SCADA Canal Operator Training Tool (AZ)

The Central Arizona Project (CAP) is a 336-mile long system of aqueducts, tunnels, pumping plants, and pipelines that is designed to bring about 1.5 million acre-feet of Colorado River water per year to Maricopa, Pima, and Pinal counties in Arizona. The entire CAP system is remotely monitored and controlled using Supervisory Control and Data Acquisition (SCADA) software from CAP headquarters in Phoenix, AZ. As of July, 2008, several new SCADA operators had been hired by CAP. In the past, the new operators received SCADA training only by observing the more experienced operators manage the canal system; thus their lengthy training was driven only by the day-to-day operation of the system.
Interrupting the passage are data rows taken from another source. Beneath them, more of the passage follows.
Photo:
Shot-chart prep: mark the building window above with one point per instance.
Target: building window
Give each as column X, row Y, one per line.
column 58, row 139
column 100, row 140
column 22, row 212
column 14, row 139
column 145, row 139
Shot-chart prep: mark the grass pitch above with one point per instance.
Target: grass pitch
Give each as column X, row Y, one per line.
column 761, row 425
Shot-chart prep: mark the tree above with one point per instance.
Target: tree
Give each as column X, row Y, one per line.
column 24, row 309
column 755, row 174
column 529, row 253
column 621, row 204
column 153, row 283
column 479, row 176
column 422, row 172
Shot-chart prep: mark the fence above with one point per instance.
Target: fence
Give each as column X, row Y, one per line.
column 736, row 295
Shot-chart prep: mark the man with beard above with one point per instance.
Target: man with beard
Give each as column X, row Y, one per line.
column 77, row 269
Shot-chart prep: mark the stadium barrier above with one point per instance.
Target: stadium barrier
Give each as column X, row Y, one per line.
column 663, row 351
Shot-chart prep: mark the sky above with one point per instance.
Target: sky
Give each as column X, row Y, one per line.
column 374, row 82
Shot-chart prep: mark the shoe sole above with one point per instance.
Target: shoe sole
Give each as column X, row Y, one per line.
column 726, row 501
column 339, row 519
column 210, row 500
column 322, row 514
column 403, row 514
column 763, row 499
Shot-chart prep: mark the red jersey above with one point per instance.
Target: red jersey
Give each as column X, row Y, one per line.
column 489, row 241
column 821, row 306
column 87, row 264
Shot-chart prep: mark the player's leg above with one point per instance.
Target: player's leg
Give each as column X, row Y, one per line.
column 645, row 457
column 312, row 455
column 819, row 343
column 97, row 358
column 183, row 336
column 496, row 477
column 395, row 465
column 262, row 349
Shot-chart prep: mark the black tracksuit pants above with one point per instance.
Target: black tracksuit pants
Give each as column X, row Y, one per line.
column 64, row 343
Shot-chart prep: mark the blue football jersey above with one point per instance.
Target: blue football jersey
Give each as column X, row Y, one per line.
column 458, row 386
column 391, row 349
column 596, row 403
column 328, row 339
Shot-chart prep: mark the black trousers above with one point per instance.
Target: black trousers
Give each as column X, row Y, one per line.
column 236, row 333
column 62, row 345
To better equip their new SCADA operators, personnel at CAP commissioned the development of a new SCADA training tool as envisioned by researchers at the U.S. Arid Land Agricultural Research Center that replaces the real canal system with a hydraulic simulation model without making any changes to the SCADA software. Employees at WEST Consultants, Inc. modified this training tool so that it works with HEC-RAS (developed by the U.S. Army Corps of Engineers) as the unsteady hydraulic simulation model. Using this training tool, the new SCADA operators are now being trained to operate the CAP system under a much wider range of flow conditions and emergency situations without endangering the actual canal system. This type of training will reduce the time required to train operators and enable the operators to route flow changes more efficiently through the CAP system, and give the operators a larger knowledge base with which to handle emergency situations.

This training tool was developed for Segment 2 of the CAP canal system, which stretches 62 miles from the Little Harquahala pumping plant to the Hassayampa pumping plant. This stretch of the CAP system includes nine check structures (each with two radial gates), three pumping stations, and five customer delivery turnouts. All of these components were included specifically into the development of the HEC-RAS unsteady hydraulic simulation, even including custom gate calibrations developed by CAP for each radial gate. WEST personnel then reproduced individual SCADA screens for the canal and each of the individual structures to replicate screens seen by the SCADA operators controlling the actual CAP system. Through these screens, operator trainees could interact with the hydraulic simulation model by adjusting the levels of the gates, the control of each individual pump in every pump station, and the flow deliveries at each customer turnout. As adjustments are made to the canal system, the hydraulic simulation model sends information back to the SCADA screen displays such as water levels and flows.